The two NDN “Northern Line of Communication” (NLOC) routes ran through Russia to Afghanistan via Latvia, Kazakhstan and Uzbekistan, along with a subsidiary corridor transiting Russia, Kazakhstan, Tajikistan and Kyrgyzstan. A southern NDN “Central Line of Communication” (CLOC) bypasses Russia completely, as it runs through Uzbekistan and Kazakhstan, crossing the Caspian via rail ferries to Azerbaijan and Georgia. CLOC is still in use, as it is unaffected by Medvedev’s decree.

From its inception, the NDN proved a useful addition to the truck routes through Pakistan, which were frequently either attacked or shuttered by the Pakistani government over policy disputes with Washington. While the public image of the NDN was that it transited only non-lethal cargo, in fact it was used to move munitions from the outset, as the author found out in early 2009, when asking a question about NDN cargos to Russian Foreign Minister Sergei Lavrov. Russia’s top diplomat replied, “It’s only one year ago that we signed an agreement with NATO as an organization for non-lethal transit, but for many years lethal transit had been operating through Russia on the basis of our bilateral agreements with France, Germany and, recently, the similar agreement with Spain was signed. They can move equipment, troops.” Despite the presence of major US and Russian media representatives, Lavrov’s comment was overlooked (John C. K. Daly, “Rerouting Logistics in Afghanistan,” International Security Network, May 17, 2010). Two years after its inception, about 40 percent of ISAF supplies was arriving via the NDN (, July 2013).

However, in conjunction with downsizing its presence in Afghanistan, Washington’s strategy for Central Asia has refocused on a “New Silk Road” strategy, intended to stabilize Afghanistan by putting it at the center of a network of Eurasian trade routes. Over the course of several speeches in 2011, then–US Secretary of State Hilary Clinton committed US foreign policy in Asia to the vision of a “New Silk Road.” On July 20, 2011, in Chennai, India, Clinton proposed: “Let’s work together to create a new Silk Road […] an international web and network of economic and transit connections. That means building more rail lines, highways, energy infrastructure. (, July 20, 2011).

In a speech in October 2012, Assistant Secretary of State for South and Central Asian Affairs Robert Blake reiterated that the NDN routes could serve after the US and NATO drawdown in Afghanistan as components of the US’s “Silk Road Vision” (, October 18, 2012). As envisaged, the New Silk Road is not the physical transit corridors of the NDN, but more of an alliance of Central Asian states to ensure trade and partnership in the region and for the future.

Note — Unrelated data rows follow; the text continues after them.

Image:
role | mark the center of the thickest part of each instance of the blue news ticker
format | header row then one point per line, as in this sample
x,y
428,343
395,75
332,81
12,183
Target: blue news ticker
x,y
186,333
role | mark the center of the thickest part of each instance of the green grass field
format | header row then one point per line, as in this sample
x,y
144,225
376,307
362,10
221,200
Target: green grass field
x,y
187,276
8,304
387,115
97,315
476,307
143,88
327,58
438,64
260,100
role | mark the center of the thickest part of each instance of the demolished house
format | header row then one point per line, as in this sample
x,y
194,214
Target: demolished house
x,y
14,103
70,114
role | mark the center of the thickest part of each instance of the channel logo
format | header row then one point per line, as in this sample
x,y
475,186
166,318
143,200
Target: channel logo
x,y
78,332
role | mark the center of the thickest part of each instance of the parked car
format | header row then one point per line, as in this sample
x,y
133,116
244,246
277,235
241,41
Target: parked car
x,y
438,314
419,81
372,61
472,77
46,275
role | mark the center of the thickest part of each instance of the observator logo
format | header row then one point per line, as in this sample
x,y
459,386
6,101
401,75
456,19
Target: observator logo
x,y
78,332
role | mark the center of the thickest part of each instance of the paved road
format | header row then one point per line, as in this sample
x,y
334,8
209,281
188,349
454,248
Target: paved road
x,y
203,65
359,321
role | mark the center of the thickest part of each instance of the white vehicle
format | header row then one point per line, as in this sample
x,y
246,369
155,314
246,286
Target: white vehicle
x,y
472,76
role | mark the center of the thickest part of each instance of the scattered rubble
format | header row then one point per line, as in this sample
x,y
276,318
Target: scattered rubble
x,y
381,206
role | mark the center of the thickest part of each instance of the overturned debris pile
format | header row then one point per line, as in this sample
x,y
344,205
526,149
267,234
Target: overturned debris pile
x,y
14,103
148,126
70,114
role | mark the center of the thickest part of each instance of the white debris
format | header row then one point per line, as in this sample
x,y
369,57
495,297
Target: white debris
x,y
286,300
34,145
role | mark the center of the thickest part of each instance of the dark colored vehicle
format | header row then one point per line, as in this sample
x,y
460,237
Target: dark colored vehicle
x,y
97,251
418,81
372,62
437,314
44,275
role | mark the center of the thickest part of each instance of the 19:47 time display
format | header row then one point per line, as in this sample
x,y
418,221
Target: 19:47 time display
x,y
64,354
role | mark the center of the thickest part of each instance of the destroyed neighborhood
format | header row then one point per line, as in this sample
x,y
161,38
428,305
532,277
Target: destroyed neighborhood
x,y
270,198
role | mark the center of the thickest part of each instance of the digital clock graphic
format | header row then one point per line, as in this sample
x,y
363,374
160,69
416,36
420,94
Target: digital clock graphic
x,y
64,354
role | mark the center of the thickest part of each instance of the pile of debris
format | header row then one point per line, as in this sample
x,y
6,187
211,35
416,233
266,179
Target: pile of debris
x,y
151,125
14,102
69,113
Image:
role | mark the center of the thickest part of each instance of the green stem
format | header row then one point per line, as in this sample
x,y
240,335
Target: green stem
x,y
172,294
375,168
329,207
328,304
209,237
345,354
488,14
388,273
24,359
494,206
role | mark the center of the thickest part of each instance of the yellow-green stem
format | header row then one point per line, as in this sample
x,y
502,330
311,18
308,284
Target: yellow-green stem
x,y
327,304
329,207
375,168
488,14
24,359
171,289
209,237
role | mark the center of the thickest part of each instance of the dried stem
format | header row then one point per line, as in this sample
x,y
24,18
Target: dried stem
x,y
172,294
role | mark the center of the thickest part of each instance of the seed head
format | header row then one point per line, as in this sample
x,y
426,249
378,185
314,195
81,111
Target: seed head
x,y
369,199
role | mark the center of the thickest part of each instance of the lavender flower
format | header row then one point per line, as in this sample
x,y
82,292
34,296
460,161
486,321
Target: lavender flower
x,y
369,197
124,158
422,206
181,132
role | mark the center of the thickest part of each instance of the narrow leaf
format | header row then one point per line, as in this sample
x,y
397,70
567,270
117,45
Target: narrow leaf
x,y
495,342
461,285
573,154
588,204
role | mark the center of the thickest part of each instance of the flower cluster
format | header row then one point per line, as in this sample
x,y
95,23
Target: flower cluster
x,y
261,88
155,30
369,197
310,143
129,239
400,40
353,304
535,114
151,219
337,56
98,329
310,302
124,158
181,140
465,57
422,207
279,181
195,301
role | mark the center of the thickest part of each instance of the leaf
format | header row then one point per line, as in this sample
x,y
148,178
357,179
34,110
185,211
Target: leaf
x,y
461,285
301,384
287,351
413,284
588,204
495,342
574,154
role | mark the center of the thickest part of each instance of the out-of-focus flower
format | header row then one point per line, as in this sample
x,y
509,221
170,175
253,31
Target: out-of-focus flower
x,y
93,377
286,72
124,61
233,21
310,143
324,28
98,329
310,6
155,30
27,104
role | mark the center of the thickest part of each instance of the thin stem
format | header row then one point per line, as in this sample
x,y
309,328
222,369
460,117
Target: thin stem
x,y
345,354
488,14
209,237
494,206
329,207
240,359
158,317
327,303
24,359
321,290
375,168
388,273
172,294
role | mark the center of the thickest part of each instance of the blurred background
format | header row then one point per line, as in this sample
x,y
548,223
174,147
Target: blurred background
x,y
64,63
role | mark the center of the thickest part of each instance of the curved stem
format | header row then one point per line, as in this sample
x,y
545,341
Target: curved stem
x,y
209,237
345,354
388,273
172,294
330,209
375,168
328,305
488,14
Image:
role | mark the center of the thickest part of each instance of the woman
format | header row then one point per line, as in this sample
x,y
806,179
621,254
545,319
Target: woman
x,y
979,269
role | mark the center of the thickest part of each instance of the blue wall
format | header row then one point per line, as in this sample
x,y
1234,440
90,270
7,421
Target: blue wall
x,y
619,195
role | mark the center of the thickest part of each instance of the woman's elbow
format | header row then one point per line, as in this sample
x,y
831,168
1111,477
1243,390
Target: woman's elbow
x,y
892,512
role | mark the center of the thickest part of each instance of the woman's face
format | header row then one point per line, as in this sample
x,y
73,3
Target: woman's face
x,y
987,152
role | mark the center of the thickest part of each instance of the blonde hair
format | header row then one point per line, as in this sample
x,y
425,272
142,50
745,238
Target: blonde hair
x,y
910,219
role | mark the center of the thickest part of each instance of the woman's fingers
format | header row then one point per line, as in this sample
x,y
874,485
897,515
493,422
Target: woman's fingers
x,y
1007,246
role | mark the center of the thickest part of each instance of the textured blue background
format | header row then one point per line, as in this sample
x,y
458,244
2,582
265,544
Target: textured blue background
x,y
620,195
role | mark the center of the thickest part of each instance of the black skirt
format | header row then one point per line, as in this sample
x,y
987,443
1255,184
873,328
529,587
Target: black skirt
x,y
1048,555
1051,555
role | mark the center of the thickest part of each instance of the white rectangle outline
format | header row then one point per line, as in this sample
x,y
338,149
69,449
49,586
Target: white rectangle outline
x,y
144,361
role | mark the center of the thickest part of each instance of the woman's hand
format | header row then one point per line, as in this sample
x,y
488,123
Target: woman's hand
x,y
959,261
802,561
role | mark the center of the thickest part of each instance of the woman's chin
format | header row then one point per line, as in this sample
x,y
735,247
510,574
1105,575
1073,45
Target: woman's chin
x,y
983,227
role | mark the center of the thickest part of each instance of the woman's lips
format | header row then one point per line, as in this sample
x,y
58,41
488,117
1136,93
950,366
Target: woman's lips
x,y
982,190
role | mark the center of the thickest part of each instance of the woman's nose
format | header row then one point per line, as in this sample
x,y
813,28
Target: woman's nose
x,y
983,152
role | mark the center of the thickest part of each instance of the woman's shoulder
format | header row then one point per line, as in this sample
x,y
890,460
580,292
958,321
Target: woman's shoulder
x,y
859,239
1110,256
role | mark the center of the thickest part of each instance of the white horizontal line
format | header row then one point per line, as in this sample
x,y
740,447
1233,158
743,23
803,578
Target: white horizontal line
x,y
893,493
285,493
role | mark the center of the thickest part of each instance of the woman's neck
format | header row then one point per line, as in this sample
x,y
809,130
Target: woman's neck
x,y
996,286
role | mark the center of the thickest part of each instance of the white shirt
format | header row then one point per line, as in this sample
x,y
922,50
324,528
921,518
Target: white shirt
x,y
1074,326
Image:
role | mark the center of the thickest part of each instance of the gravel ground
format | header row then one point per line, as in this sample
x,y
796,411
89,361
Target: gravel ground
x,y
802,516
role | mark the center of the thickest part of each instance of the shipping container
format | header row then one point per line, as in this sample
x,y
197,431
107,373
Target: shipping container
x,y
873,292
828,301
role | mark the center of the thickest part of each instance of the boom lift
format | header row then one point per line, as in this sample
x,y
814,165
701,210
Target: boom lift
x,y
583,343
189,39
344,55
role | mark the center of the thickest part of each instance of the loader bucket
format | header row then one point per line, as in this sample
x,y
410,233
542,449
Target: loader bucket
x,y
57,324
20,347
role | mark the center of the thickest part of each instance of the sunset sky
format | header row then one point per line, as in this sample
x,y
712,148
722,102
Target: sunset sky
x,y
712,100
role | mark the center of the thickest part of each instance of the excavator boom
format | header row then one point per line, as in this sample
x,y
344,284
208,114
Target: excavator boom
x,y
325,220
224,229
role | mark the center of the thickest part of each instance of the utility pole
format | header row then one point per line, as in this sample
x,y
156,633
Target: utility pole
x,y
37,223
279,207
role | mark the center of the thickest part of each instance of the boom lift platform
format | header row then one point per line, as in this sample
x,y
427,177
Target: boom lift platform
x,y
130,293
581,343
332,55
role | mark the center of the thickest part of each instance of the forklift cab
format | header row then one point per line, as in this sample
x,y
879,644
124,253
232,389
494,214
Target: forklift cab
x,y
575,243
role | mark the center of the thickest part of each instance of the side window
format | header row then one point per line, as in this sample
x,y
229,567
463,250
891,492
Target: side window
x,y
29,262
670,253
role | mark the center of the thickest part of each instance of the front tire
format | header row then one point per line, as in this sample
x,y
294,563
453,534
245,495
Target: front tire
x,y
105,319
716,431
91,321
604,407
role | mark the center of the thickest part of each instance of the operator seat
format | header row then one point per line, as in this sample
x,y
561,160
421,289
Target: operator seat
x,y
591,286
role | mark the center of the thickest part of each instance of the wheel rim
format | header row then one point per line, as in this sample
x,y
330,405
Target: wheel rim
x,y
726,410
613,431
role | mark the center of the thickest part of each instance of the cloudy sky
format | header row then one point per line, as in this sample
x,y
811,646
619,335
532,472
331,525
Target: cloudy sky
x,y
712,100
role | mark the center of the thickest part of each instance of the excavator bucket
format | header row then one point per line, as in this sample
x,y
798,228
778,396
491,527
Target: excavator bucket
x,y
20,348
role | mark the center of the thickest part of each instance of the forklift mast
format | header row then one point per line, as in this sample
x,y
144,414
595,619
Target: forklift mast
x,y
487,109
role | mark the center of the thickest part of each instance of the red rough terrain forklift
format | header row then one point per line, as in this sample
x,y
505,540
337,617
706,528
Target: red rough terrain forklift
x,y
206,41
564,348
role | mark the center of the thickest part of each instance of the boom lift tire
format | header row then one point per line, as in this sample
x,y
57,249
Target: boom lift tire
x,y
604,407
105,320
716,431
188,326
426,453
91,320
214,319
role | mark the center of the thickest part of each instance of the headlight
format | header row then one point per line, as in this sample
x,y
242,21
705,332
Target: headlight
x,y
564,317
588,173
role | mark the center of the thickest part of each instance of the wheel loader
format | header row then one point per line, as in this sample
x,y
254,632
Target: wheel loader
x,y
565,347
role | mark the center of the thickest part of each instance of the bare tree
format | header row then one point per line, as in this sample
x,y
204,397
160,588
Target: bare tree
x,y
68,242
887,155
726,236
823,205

In the wake of growing tensions with the West over its policies toward Ukraine—particularly following Russia’s March 2014 annexation of Crimea—Moscow grew quite aware of its bargaining power thanks to the NDN. Two days after the Crimean annexation, the Russian publication “Military Review” published an article that noted, “They understand this in the Kremlin: the agreement over the ‘Northern Distribution Network’ at NATO’s disposal is one of the strongest trumps that Russia has in its conflict with the West” (Voennoe Obozrenie, March 19, 2014).

Given the downsizing of coalition forces in Afghanistan, the closure of the NDN is less important than it would have been several years ago. While not explicitly stated, the NDN seems to be a casualty of worsening Western-Russian relations over Ukraine. As for implementing Washington’s “New Silk Road” strategy supplanting the NDN, it remains to be seen whether the US government will commit the necessary funding. In the race to influence post-Soviet Eurasia, regional military downsizing has limited Washington’s options, Russia is reasserting its presence, and China is preparing to invest billions to produce its own “New Silk Road” vision. Accordingly, the only clear outcome seems to be diminished US influence in the heart of Asia.